Mãe de Miguel, 7, e Pedro, 5, a advogada Miriam Andretta Melo, 35, de São Bernardo, está grávida de quatro meses. Os cuidados nas gestações anteriores, que se baseavam em uma alimentação saudável, na prática de atividade física e no pré-natal, somaram-se a outros que não faziam parte de seu cotidiano. “Tenho que me preocupar com uso diário de repelente, andar com álcool gel sempre na bolsa, não ficar em locais com muitas pessoas e tomei a vacina contra a gripe. Estou muito mais preocupada do que nas outras gestações.”

No Grande ABC, não há confirmação de nenhum caso autóctone de zika. Em Diadema, segundo a Prefeitura, existem cinco ocorrências de microcefalia sob investigação. Ainda não há previsão para resultados. Até 7 de maio, em todo o Brasil, foram confirmados 1.326 registros de microcefalia. Desses, 205 tiveram confirmação por critério laboratorial específico para o vírus zika.

O Ministério da Saúde, no entanto, ressalta que esse dado não representa adequadamente a totalidade do número de casos relacionados ao vírus, pois considera que houve infecção pelo zika na maior parte das mães que tiveram bebês com diagnóstico final de microcefalia.


No inverno, maior alerta é contra a gripe

Saindo do período de maior temperatura climática, fator que beneficia a reprodução do mosquito Aedes aegypti, o risco de doenças transmitidas por ele, como o zika vírus, diminui.
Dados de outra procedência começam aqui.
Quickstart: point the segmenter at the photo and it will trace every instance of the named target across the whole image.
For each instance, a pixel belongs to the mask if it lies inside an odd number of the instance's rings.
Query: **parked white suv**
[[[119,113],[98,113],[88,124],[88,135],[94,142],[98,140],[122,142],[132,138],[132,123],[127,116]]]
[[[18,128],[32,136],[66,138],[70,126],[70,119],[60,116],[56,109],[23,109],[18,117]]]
Por outro lado, a gripe tende a aumentar, pontua o professor do departamento de Ginecologia da FMABC (Faculdade de Medicina ABC) Fernando Sansone Rodrigues. Isso porque o clima frio prejudica o sistema respiratório e diminui as defesas do corpo. “As grávidas têm maior sensibilidade à gripe pelo próprio processo respiratório. Conforme o bebê se desenvolve, o útero comprime o tórax e o diafragma não tem distensão boa”, explica.

Além da necessidade de ter tomado a vacina contra a gripe – que leva cerca de três semanas para se tornar mais eficiente em sua proteção, segundo Rodrigues –, o médico lista alguns outros cuidados. “É recomendado evitar ambientes fechados, sem ventilação; evitar o choque térmico, ou seja, sair de um ambiente quente para o frio; e ter álcool gel na bolsa e no carro, para reforçar a higienização.”

Até o dia 10 de maio, foram confirmados na região 37 casos de gripe H1N1, de acordo com balanço da Sala de Situação do Consórcio Intermunicipal do Grande ABC, que monitora a doença. Desse total, foram registrados 12 óbitos: três em São Bernardo, um em Mauá, um em Ribeirão Pires e sete em Santo André, sendo uma gestante de 22 anos.